Question

To convert a galvanometer into an ammeter a small resistance $S$ (called the shunt) is connected in parallel with a galvanometer. A galvanometer has resistance $G$ and full scale deflection current $i$. To convert this galvanometer into an ammeter of range 10 i, a shunt $S=\frac{G}{9}$ is connected in parallel with G.

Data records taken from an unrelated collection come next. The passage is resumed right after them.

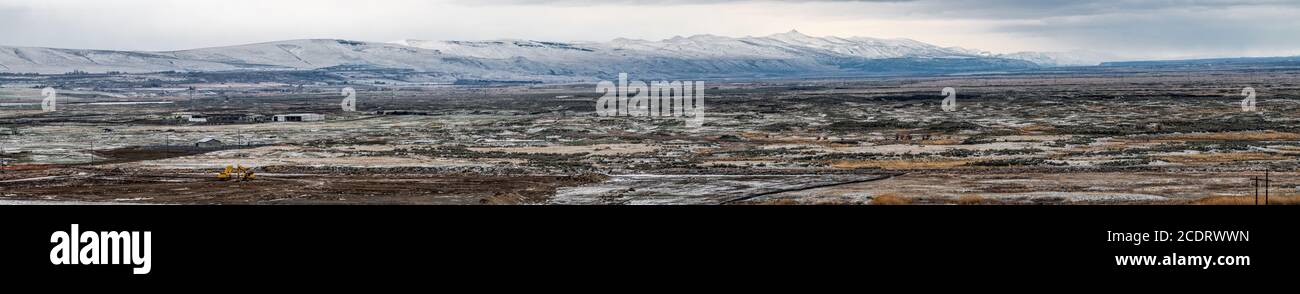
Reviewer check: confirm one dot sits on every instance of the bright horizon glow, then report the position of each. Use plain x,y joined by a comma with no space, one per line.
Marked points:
1173,29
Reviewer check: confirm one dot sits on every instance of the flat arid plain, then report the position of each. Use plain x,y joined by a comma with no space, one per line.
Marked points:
1087,137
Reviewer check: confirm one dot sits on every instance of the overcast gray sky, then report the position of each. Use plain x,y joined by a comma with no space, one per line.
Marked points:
1160,29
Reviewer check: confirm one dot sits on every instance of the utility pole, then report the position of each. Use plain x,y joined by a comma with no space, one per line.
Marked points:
1256,182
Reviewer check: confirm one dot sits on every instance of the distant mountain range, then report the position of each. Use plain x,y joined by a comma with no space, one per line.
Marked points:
701,56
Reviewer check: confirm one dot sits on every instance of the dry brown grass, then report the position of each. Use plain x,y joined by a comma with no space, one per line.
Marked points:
900,164
1249,200
772,202
1231,135
889,199
970,199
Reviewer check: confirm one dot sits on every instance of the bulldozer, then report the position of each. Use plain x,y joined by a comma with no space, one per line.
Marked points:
235,173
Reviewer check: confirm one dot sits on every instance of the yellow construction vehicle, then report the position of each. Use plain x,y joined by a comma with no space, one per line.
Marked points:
235,173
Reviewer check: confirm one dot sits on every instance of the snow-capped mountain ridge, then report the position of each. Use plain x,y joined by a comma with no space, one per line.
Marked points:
780,55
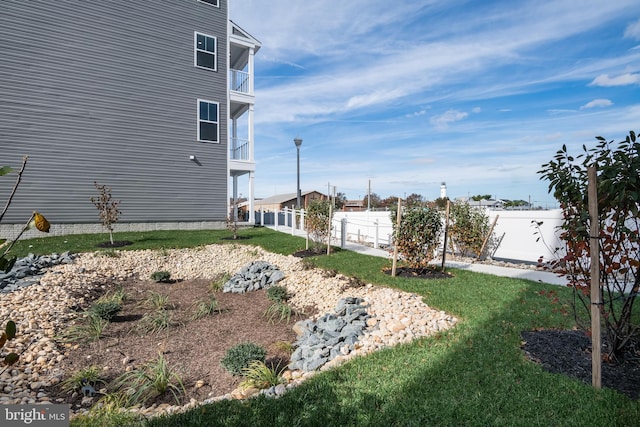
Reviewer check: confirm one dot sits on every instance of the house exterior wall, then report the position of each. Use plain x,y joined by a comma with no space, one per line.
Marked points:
107,92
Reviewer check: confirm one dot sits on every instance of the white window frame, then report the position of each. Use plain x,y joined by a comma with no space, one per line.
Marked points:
214,3
217,121
196,50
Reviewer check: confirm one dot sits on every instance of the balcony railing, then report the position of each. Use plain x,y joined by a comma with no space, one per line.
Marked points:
239,149
239,81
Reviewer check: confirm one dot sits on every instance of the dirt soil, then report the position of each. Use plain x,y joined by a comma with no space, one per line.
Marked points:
193,348
569,353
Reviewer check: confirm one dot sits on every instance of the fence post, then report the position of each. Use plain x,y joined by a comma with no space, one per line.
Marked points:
293,221
375,242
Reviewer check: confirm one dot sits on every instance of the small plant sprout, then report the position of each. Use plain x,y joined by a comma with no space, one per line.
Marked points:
161,276
107,208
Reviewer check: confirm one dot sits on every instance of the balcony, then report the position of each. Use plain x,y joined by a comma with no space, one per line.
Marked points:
239,149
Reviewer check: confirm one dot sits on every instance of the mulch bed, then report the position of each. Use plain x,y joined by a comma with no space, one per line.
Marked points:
569,353
192,347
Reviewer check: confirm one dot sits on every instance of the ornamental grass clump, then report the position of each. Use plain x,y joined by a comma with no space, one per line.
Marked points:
240,357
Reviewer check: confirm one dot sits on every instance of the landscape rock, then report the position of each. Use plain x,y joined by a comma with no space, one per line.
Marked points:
253,276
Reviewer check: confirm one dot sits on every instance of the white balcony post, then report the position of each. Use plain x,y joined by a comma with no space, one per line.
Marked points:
252,214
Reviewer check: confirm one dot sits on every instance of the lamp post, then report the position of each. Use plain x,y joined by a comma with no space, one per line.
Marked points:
298,143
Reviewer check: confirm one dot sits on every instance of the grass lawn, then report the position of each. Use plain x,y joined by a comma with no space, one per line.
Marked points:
474,374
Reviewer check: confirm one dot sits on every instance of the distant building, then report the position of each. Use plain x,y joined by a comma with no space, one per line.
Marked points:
484,203
289,200
353,206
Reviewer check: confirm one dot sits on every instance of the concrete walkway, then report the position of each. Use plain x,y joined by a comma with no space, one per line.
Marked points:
519,273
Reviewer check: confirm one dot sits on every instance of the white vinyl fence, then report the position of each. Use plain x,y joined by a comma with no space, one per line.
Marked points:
515,236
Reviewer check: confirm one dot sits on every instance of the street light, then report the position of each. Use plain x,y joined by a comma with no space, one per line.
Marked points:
298,143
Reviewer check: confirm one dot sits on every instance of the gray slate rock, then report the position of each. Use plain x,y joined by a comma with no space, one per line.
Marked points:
253,276
321,341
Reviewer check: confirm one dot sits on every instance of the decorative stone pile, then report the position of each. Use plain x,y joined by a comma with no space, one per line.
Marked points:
28,270
332,335
253,276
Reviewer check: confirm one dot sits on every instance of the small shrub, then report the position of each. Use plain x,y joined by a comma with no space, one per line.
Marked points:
280,311
106,310
205,308
78,379
418,235
110,253
469,228
218,282
107,208
259,375
277,293
240,357
90,329
161,276
284,346
152,379
317,222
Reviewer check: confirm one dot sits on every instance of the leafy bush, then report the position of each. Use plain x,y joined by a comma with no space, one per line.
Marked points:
618,239
161,276
277,293
152,379
105,309
259,375
280,310
317,221
240,357
468,228
107,208
418,236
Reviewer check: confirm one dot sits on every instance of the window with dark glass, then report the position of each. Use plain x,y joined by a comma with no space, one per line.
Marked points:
206,51
208,120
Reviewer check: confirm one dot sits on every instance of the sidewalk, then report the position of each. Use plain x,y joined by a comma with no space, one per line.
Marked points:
519,273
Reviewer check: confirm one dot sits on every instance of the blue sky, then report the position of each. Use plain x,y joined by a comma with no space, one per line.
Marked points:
408,94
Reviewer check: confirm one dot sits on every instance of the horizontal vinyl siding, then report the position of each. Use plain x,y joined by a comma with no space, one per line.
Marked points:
106,91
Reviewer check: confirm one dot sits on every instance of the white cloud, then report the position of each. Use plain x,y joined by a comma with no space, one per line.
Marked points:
633,30
621,80
600,103
442,121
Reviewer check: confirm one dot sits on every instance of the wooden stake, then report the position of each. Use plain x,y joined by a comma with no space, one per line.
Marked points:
446,234
486,239
596,301
395,245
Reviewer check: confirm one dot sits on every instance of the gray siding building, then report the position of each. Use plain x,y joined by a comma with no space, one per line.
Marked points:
134,95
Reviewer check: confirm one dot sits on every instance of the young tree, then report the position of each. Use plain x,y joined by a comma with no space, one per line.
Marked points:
36,220
107,208
468,228
618,187
341,199
317,221
418,236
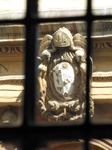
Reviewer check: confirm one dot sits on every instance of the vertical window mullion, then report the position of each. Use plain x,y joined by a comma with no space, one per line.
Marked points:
30,58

Now we want to measure the potential difference with the help of this ammeter. The maximum value of potential difference which can be measured with the help of this is:

• A. $10iG$
• B. $iG$
• C. $9iG$
• D. $\frac{10}{9}iG$

Answer 1

Answer: (B)

$iG$

The voltage across galvanometer is:
$V_g=iG$
When the galvanometer is converted into an ammeter of range $10i$ by applying a shunt resistance $S=\frac{G}{9}$, the current is divided in inverse ratio of their resistance $\frac{1}{9}:1$ between shunt and ammeter .

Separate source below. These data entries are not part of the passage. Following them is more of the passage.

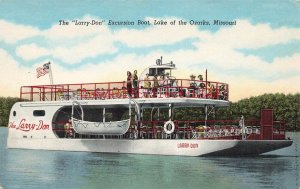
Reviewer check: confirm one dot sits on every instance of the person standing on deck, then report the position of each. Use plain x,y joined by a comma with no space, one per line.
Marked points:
129,83
147,85
155,86
135,83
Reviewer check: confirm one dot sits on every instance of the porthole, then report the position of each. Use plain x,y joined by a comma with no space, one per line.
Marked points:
39,113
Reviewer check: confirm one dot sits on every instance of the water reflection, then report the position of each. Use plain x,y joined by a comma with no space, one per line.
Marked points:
55,169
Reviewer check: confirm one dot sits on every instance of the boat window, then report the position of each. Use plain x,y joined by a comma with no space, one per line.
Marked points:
39,113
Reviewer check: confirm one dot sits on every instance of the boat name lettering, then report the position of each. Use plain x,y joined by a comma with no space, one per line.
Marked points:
187,145
24,126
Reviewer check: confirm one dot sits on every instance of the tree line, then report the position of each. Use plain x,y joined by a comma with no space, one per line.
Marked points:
286,108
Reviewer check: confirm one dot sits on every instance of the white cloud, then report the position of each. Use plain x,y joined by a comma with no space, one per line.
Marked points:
31,51
250,36
13,76
156,35
11,33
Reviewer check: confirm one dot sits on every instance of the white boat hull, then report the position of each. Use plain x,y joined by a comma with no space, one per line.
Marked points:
154,146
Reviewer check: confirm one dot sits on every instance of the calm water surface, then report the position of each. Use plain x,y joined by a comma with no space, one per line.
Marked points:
55,169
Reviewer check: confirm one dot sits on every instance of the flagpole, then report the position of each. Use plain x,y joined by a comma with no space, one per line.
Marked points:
50,74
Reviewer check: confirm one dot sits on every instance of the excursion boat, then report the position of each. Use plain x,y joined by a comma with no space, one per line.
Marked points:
140,116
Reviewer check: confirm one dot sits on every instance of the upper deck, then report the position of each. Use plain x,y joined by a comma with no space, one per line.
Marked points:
173,88
156,83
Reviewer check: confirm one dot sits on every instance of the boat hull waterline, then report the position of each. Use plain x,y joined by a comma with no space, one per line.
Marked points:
155,146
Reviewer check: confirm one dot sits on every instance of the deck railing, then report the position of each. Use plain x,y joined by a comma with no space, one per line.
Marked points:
176,88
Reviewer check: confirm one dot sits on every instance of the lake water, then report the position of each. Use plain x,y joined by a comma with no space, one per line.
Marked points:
57,169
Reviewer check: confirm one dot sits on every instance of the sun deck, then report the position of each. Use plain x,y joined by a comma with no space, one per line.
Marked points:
173,88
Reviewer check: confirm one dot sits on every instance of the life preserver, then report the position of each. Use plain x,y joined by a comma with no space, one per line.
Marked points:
167,126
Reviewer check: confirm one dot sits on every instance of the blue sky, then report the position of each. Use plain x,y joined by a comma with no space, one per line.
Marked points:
260,54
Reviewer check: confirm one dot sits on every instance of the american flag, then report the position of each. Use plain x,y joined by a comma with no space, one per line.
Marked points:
41,71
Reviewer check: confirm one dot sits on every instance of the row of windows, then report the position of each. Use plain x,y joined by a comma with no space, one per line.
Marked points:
37,113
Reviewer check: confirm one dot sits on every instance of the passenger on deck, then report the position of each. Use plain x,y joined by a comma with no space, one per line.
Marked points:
155,86
135,83
161,84
68,130
200,86
147,85
193,86
129,83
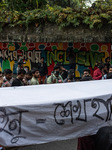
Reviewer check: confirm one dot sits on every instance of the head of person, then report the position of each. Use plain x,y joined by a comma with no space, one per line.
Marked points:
21,74
86,72
42,60
8,74
28,75
56,70
21,63
35,73
71,74
26,68
103,67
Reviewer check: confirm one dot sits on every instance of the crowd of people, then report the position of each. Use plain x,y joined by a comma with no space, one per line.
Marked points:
39,75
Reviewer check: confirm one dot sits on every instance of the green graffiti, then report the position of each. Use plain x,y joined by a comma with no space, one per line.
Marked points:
56,56
24,47
95,47
82,57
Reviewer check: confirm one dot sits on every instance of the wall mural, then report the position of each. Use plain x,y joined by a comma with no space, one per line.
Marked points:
78,56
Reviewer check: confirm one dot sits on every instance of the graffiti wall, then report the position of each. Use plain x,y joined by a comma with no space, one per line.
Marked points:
79,56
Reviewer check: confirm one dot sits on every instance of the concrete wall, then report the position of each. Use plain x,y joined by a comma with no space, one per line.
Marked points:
52,33
60,145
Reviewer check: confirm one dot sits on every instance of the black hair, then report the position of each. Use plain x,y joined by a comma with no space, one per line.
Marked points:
110,66
87,70
21,71
56,67
7,71
59,64
42,57
34,70
29,73
107,59
101,66
71,71
86,78
109,75
20,62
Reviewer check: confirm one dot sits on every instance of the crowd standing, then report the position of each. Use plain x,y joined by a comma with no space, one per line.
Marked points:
39,75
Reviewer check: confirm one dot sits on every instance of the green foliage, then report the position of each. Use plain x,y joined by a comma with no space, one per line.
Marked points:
39,12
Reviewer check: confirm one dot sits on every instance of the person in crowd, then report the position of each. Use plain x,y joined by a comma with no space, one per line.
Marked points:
1,79
26,68
20,64
55,77
110,69
100,71
42,66
86,72
27,78
107,63
18,81
63,71
7,78
35,76
70,77
86,76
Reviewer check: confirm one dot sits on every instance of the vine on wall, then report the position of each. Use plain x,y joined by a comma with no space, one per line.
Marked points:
93,17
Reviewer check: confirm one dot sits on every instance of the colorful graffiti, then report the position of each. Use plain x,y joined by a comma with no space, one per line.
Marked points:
76,55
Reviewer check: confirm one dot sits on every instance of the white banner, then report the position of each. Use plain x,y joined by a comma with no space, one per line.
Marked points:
44,113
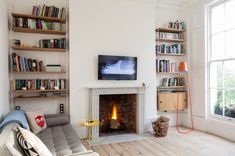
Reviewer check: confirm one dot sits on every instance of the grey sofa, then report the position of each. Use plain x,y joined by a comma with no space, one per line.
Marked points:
60,138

The current will be in ratio $9:1$.

Current in shunt is $i^{\prime }=\frac{9}{10}10i=9i$

The voltage across shunt resistance is:
$V_s=9i\left(\frac{G}{9}\right)$
Since the galvanometer (ammeter) and shunt are in parallel voltage across them is same, hence the maximum value of potential difference which can be measured with the help of this ammeter is $iG$.